Berlin plans to allow Germany’s Bundesliga to restart in May after weeks of shutdown imposed to control the spread of the coronavirus, according to a draft agreement between Chancellor Angela Merkel and state premiers seen by AFP.
The politicians believe restarting play in the first and second divisions to “limit the economic damage” for the 36 clubs is “acceptable” and will set a date for the games to begin in a telephone conference later Wednesday, the document showed, with German media reporting May 21 was a possible candidate.
The German league (DFL), its FA and several regional governments have backed the top two divisions to start playing fixtures again as early as May 15.
They hope to enlist the major broadcast rights-holders, Germany’s Sky and DAZN, in support, with an undertaking to make matches available to all fans, whether or not they subscribe to the pay-channels. A clear condition of the Bundesliga – as for elite football in most of Europe’s major leagues – returning to action will be that stadiums are empty of fans, in order to prevent possible mass infection and maintain social distancing practices that have helped combat the spread of the virus.

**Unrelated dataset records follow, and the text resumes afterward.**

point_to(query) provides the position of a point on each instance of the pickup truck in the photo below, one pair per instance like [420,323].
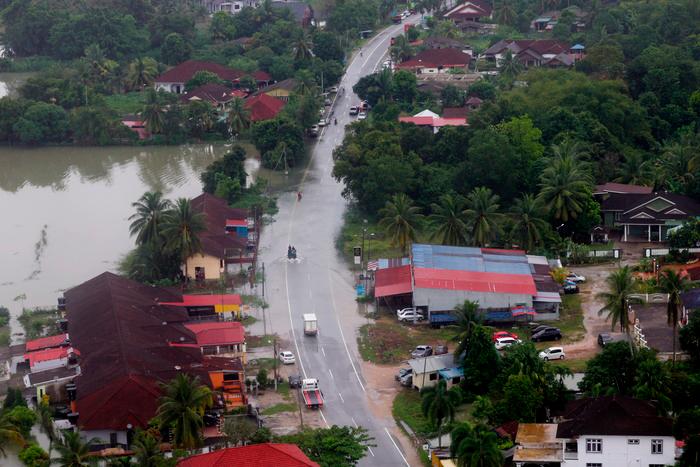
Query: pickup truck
[313,397]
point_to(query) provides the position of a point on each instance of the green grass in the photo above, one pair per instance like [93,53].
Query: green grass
[279,408]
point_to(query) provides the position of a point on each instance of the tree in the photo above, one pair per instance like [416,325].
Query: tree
[447,219]
[528,225]
[400,219]
[147,221]
[620,286]
[73,452]
[672,283]
[482,216]
[439,404]
[182,408]
[181,229]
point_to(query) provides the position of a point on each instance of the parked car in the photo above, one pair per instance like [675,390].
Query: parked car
[287,357]
[499,334]
[503,342]
[553,353]
[550,334]
[422,351]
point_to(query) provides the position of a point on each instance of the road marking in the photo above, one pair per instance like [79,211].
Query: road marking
[396,446]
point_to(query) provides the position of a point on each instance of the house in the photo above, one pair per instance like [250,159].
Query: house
[644,216]
[254,455]
[470,11]
[436,61]
[432,120]
[263,107]
[174,79]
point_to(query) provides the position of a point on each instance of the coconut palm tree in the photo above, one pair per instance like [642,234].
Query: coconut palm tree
[564,188]
[147,221]
[528,224]
[400,219]
[238,116]
[674,285]
[482,215]
[182,409]
[448,220]
[73,452]
[439,405]
[181,229]
[620,286]
[475,447]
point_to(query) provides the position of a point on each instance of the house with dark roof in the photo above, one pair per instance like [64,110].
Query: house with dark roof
[254,455]
[436,61]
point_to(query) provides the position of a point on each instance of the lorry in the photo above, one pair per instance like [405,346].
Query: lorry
[310,324]
[313,397]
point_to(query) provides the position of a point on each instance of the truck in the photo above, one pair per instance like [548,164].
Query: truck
[313,397]
[310,324]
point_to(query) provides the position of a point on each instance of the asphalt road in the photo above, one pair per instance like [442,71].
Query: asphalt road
[319,280]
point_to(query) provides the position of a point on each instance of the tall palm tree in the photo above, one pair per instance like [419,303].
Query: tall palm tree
[182,409]
[620,286]
[400,219]
[439,405]
[475,447]
[448,220]
[73,452]
[674,285]
[181,229]
[528,224]
[147,221]
[238,116]
[565,188]
[482,215]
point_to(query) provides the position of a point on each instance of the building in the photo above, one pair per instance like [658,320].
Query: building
[507,284]
[436,61]
[254,455]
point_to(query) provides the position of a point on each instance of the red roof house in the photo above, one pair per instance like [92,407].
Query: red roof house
[254,455]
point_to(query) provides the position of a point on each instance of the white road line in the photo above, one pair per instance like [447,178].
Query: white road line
[396,446]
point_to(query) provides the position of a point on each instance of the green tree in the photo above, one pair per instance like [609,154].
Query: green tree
[400,219]
[181,409]
[439,404]
[483,216]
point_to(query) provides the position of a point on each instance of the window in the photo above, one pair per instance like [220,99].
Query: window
[594,445]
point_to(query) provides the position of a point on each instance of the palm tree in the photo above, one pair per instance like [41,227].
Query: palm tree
[400,219]
[475,447]
[565,188]
[620,286]
[482,215]
[674,285]
[238,116]
[448,220]
[182,408]
[528,224]
[181,228]
[147,221]
[73,451]
[153,113]
[439,405]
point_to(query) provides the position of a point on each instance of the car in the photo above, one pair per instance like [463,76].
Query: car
[287,357]
[422,351]
[550,334]
[499,334]
[503,342]
[552,353]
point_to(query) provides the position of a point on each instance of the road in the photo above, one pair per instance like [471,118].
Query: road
[319,280]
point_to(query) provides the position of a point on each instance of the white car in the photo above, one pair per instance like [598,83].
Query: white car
[553,353]
[287,357]
[503,342]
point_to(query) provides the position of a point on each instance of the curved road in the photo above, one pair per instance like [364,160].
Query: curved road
[319,281]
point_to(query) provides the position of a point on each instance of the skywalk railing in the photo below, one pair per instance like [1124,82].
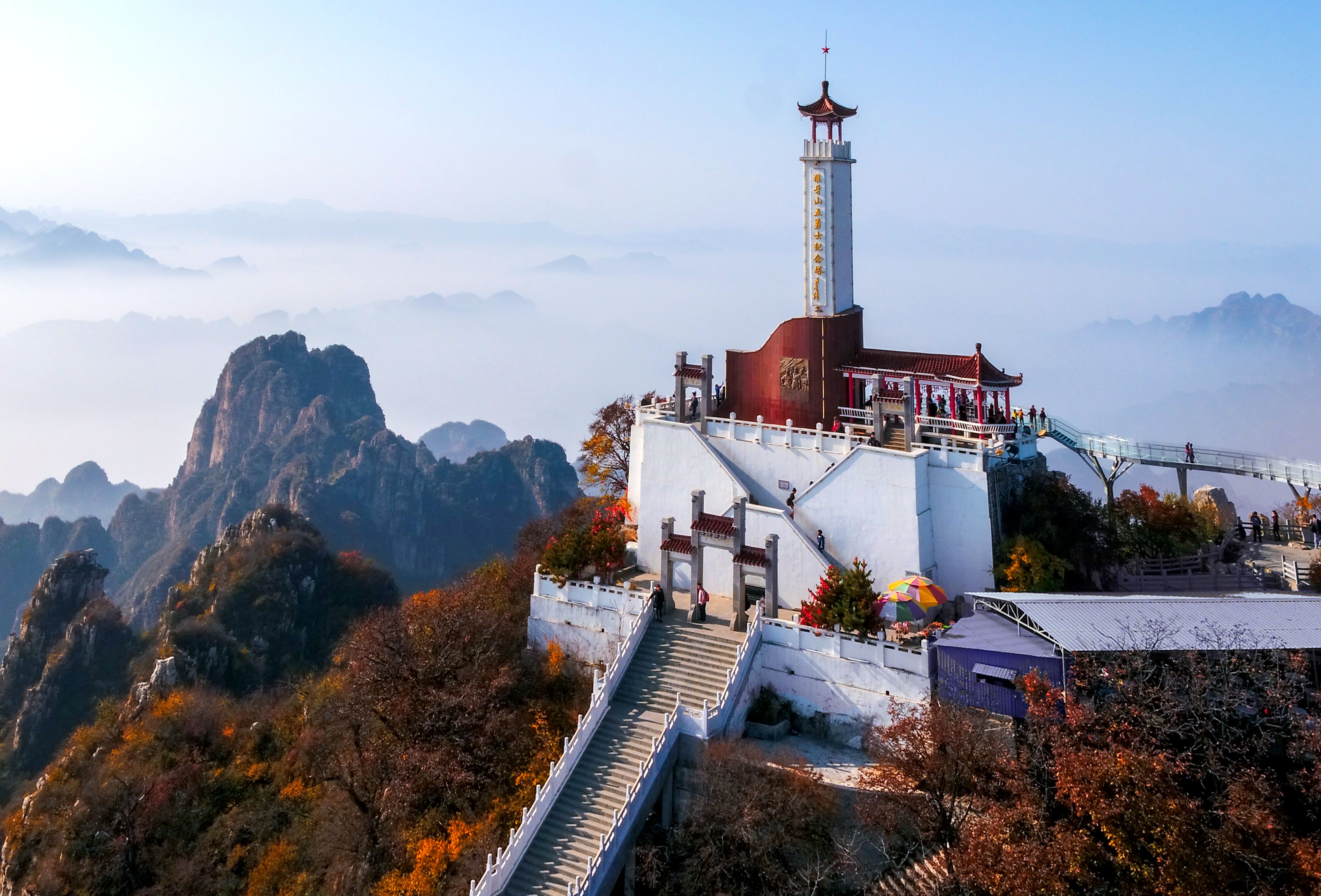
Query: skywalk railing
[501,866]
[1300,473]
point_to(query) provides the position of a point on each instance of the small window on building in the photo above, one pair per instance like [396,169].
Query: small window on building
[990,675]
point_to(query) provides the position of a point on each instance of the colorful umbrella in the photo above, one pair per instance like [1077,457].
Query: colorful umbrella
[901,609]
[925,592]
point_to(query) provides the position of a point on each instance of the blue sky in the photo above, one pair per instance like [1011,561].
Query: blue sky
[1127,122]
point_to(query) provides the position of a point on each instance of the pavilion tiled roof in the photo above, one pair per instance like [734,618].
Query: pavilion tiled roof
[826,108]
[967,369]
[678,544]
[711,524]
[752,557]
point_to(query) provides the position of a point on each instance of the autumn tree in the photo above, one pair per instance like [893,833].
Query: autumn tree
[1158,772]
[935,767]
[1031,568]
[845,598]
[1047,519]
[606,450]
[1150,524]
[752,829]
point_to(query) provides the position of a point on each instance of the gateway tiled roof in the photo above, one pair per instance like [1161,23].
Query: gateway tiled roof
[752,557]
[678,544]
[711,524]
[969,369]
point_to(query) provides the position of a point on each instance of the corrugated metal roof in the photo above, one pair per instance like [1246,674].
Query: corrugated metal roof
[994,672]
[1080,622]
[988,631]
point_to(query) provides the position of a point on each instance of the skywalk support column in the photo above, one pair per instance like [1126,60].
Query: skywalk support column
[773,576]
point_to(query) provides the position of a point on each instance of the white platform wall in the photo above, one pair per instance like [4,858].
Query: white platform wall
[905,514]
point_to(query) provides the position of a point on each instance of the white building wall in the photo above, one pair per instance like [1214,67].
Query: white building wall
[765,465]
[961,514]
[904,514]
[870,507]
[668,461]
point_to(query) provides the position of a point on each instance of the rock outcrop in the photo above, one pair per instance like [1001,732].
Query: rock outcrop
[458,441]
[1226,515]
[303,429]
[27,549]
[87,491]
[72,651]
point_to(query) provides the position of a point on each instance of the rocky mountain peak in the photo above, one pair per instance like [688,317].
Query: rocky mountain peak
[69,585]
[275,390]
[302,428]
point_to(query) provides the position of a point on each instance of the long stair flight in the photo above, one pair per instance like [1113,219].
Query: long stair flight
[676,660]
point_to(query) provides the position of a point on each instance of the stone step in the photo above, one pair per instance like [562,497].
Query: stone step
[674,658]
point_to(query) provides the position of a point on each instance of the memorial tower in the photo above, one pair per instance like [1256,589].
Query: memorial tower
[828,210]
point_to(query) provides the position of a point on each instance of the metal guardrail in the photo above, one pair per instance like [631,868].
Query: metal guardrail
[1241,464]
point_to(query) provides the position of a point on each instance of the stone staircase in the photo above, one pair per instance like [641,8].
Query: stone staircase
[924,878]
[893,437]
[677,659]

Making matches widely available on television would persuade public health authorities that supporters will not gather in large groups at homes where there is a Sky or DAZN subscriber, in order to watch. Such gatherings would be considered a grave risk to public health.

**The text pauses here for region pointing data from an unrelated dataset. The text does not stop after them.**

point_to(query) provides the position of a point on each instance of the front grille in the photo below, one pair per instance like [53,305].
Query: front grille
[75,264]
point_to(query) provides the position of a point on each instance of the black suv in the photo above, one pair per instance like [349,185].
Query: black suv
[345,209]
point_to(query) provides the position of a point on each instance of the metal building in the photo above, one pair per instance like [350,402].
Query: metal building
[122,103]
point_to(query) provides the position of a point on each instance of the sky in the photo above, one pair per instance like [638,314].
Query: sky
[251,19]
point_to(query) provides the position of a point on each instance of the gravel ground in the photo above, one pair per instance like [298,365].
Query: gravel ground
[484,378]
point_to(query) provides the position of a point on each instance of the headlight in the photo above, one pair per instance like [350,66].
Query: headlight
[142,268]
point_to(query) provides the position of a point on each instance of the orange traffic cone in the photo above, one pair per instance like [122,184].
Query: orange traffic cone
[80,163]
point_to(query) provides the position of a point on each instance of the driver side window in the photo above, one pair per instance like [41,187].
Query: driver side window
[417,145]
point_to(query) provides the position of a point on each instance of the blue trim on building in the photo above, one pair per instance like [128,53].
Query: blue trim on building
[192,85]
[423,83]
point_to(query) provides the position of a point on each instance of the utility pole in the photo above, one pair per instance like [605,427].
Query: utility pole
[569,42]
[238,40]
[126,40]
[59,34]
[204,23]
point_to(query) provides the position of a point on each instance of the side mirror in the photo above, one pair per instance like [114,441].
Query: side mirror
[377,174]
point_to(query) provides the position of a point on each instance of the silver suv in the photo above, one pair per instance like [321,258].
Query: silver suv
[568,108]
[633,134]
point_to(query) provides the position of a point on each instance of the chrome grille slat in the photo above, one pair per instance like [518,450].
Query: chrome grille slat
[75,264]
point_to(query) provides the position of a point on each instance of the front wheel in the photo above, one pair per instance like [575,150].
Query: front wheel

The broadcasters are under political pressure, too, because of the concerns that restricted access to coverage of matches could lead to private, crowded showings of games, and because of television’s position as the main economic driver of the sport.
Part of the clubs’ determination to finish the 2019-20 league season, which was suspended in March with 90 matches still to play, is financial.
If the season is not completed, a portion of the income banked from lucrative broadcast-rights deals will have to be refunded, leaving many smaller clubs vulnerable.
The current domestic broadcasting deal, which covers the first and second tier of the Bundesliga, is worth close to €1.2 billion a year.